[PATCH v9 2/3] ksm: Optimize rmap_walk_ksm by passing a suitable page index
From: xu.xin16
Date: Thu Jun 11 2026 - 09:22:33 EST
From: xu xin <xu.xin16@xxxxxxxxxx>
User impact / Why this matters to Linux users
=============================================
When a system runs with KSM enabled and memory becomes tight, KSM pages
may be swapped out or migrated. The kernel then performs a reverse map
walk by rmap_walk_ksm to locate all page table entries that reference
these pages. If A large number of unrelated VMAs can attach to a single
anon_vma related with this KSM page, then rmap_walk might be severe
performance bottleneck. In our embedded test environment, we observed
~20,000 VMAs sharing one anon_vma without any fork – purely from VMA
splits, which cause 200~700ms duration of rmap_walk_ksm.
When one of those VMAs mapped a KSM page, then this KSM page's rmapping
will become bottleneck with hold its anon_vma lock for a long time.

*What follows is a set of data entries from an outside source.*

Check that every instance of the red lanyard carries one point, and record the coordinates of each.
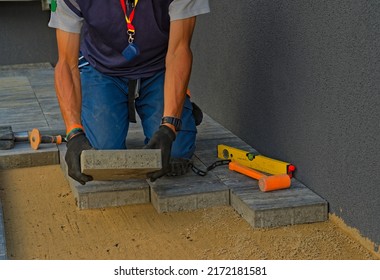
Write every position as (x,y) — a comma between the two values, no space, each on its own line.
(130,27)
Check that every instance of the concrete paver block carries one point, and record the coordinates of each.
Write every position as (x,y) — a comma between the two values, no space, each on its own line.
(99,194)
(120,164)
(188,192)
(296,205)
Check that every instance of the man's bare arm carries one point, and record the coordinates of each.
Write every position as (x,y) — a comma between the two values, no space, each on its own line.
(67,78)
(179,60)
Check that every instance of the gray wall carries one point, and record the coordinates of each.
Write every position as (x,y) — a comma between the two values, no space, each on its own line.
(299,80)
(24,34)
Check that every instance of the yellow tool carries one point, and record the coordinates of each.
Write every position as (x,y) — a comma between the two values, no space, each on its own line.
(258,162)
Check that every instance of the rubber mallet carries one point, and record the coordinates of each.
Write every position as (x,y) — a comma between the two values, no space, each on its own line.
(266,183)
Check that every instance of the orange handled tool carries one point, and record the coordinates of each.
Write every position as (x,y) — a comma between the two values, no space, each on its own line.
(36,139)
(266,183)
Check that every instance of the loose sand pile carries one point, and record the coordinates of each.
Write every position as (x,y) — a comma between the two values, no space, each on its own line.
(43,222)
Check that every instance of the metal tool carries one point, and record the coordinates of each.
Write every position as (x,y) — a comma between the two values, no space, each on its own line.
(8,138)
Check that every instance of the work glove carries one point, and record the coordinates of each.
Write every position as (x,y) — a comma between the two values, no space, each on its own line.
(162,139)
(75,146)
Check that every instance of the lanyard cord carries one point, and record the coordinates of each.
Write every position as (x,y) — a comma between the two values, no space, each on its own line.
(130,27)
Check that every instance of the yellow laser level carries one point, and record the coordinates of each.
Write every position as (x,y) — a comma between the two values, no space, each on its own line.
(255,161)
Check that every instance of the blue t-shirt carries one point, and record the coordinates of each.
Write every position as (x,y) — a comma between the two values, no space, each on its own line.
(104,31)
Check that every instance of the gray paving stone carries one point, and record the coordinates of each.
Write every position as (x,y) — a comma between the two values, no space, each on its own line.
(3,247)
(105,165)
(99,194)
(296,205)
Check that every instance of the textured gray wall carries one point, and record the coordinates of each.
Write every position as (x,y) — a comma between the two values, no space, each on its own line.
(300,81)
(24,34)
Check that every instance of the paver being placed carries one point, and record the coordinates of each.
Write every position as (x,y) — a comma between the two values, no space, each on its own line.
(99,194)
(188,192)
(105,165)
(3,248)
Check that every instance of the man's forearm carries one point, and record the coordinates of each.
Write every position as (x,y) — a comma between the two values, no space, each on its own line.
(179,60)
(178,69)
(67,83)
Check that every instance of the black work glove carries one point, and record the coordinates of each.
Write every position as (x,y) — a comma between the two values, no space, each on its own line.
(75,146)
(162,139)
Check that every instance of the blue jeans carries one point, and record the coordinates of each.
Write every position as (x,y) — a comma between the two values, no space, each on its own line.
(105,111)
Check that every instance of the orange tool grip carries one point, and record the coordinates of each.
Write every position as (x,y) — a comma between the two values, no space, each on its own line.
(266,183)
(245,170)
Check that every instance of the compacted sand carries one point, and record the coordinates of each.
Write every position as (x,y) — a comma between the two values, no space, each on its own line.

The
anon_vma lock is not only used by KSM; it is a core lock protecting the
VMA interval tree and is acquired by many critical memory operations:
• Page faults: do_anonymous_page(), do_wp_page() (during COW)

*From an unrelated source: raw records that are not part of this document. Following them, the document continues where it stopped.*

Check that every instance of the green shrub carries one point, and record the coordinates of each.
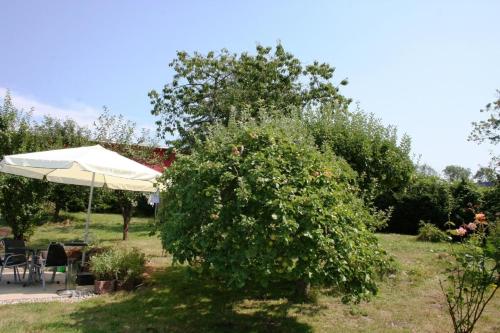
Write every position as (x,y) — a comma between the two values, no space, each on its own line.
(257,204)
(427,198)
(430,233)
(374,151)
(104,265)
(466,200)
(118,264)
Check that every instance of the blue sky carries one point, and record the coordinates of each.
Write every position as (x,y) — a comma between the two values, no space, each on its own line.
(425,66)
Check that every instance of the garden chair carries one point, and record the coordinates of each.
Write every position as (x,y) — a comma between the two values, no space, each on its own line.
(14,257)
(55,257)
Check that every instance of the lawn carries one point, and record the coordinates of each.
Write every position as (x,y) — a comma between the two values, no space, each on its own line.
(174,301)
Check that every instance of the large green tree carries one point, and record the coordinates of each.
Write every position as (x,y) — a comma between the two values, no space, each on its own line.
(20,198)
(259,203)
(206,89)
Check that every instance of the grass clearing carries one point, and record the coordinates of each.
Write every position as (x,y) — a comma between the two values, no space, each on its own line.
(175,301)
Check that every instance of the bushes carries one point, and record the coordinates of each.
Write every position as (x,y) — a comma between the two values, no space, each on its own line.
(430,233)
(123,265)
(373,150)
(259,203)
(427,198)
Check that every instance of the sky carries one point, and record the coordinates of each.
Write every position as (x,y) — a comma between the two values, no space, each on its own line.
(427,67)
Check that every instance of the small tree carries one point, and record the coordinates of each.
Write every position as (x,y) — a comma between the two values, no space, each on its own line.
(20,203)
(119,134)
(488,130)
(455,173)
(260,204)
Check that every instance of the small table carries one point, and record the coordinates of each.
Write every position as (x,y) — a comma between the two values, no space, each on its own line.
(32,255)
(70,288)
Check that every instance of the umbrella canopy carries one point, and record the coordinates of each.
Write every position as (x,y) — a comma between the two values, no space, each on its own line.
(78,166)
(89,166)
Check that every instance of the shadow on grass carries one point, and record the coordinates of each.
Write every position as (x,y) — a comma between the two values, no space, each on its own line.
(178,302)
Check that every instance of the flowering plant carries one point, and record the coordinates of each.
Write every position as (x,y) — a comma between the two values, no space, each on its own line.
(473,275)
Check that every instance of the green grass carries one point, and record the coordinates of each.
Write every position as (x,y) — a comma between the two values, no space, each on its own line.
(174,301)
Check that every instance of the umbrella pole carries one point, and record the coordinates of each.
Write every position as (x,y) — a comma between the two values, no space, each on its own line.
(89,208)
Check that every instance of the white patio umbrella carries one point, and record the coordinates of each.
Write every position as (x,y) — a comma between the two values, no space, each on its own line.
(92,166)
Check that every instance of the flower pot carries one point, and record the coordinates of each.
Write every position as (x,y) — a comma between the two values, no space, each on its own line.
(104,287)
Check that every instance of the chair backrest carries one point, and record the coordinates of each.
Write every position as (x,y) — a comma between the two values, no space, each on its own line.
(14,246)
(56,256)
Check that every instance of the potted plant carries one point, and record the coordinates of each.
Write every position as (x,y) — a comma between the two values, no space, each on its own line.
(131,268)
(118,267)
(104,267)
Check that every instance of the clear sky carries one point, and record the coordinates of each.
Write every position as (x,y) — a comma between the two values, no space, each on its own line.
(425,66)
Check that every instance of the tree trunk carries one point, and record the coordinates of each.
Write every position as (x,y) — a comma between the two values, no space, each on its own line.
(127,216)
(126,222)
(302,289)
(57,210)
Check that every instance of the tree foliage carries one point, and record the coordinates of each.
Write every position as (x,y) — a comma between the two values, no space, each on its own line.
(119,134)
(209,88)
(373,150)
(488,130)
(456,172)
(260,204)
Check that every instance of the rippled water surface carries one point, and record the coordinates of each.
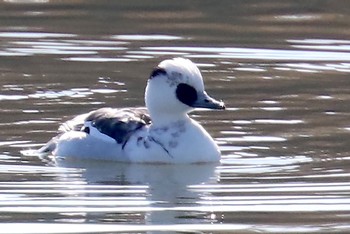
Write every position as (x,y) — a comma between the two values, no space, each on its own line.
(282,68)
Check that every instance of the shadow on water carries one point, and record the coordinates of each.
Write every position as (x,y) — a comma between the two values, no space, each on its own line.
(281,67)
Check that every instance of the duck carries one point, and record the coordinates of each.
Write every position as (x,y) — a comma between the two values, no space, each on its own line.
(160,132)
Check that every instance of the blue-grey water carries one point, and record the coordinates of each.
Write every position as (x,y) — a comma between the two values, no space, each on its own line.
(282,68)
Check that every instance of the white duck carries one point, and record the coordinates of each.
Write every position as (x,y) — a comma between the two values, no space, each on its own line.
(162,133)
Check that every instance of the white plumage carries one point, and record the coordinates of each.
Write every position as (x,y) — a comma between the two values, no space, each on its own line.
(162,133)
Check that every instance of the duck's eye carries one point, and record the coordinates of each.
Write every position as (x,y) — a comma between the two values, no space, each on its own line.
(157,71)
(186,94)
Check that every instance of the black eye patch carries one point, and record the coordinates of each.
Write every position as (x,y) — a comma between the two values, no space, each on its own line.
(157,71)
(186,94)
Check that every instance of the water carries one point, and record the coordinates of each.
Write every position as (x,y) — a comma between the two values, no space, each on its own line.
(281,67)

• Memory reclaim: try_to_unmap()
• Page migration & compaction: migrate_pages(), compact_zone()
• mlock / munlock: mlock_fixup()
• Process exit: exit_mmap() (tearing down VMAs)
• Cgroup memory accounting: mem_cgroup_move_charge()
If one thread holds the anon_vma lock for hundreds of milliseconds
because of an inefficient KSM rmap walk, any other thread that
tries to acquire the same lock (e.g., an application taking a page
fault, kswapd reclaiming pages, or a migration thread) will block.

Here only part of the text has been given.